A Justiça determinou a prisão preventiva de uma mulher acusada de agredir as duas filhas adolescentes, de 12 e 15 anos, em via pública no município de Centenário do Sul, no norte do Paraná. Além das agressões, ela também responderá por injúria racial, após proferir ofensas racistas contra uma das jovens durante o episódio de violência.
O caso aconteceu no dia 10 de janeiro, e a decisão judicial que decretou a prisão foi tomada no dia 13. Conforme as investigações, as agressões teriam começado após as adolescentes se recusarem a acompanhar a mãe a uma festa na cidade vizinha de Jaguapitã.
Imagens de câmeras de segurança e relatos de testemunhas registraram o momento em que a mulher agrediu as filhas com tapas, socos e empurrões em plena via pública.
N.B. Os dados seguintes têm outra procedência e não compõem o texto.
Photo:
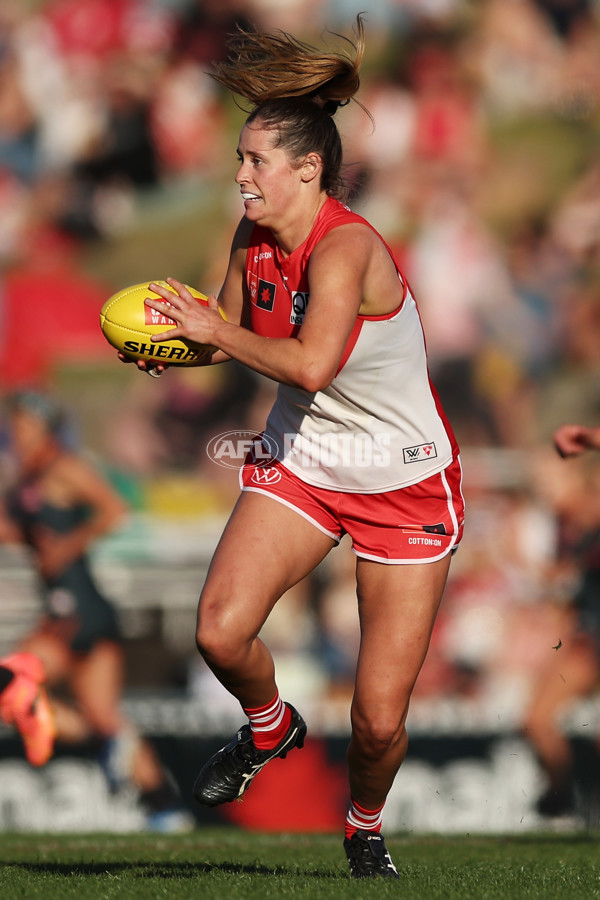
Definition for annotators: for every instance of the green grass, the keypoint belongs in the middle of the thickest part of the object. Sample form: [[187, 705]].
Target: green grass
[[230, 864]]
Após o primeiro ataque, as meninas conseguiram fugir e buscaram abrigo na casa da avó.
Entretanto, a situação de violência não terminou naquele momento. Ainda na mesma noite, a mulher encontrou as filhas e a avó em outro evento na região, voltou a agredi-las e tentou forçá-las a entrar em um veículo. As adolescentes conseguiram escapar novamente, correndo a pé até a residência de uma conselheira tutelar, onde pediram ajuda.
No dia seguinte, equipes da Polícia Militar acompanharam as vítimas até a casa da mãe para a retirada de pertences pessoais. No local, a mulher foi encontrada desacordada, com indícios de embriaguez e possível uso de entorpecentes. Ao recobrar a consciência, ela apresentou comportamento agressivo e chegou a ameaçar a conselheira tutelar que acompanhava a ocorrência.
Diante do histórico de agressões e da situação de risco, as adolescentes foram encaminhadas para outra cidade, onde passaram a viver sob os cuidados da avó.
O Ministério Público do Paraná e a Polícia Civil solicitaram a prisão preventiva, argumentando que a liberdade da investigada representava ameaça concreta à integridade física e psicológica das vítimas. Na decisão, a Justiça destacou a gravidade e a repetição das condutas, ressaltando que as menores se encontravam em condição de extrema vulnerabilidade.
A mulher irá responder pelos crimes de lesão corporal no contexto de violência doméstica e injúria racial. O caso segue sob investigação.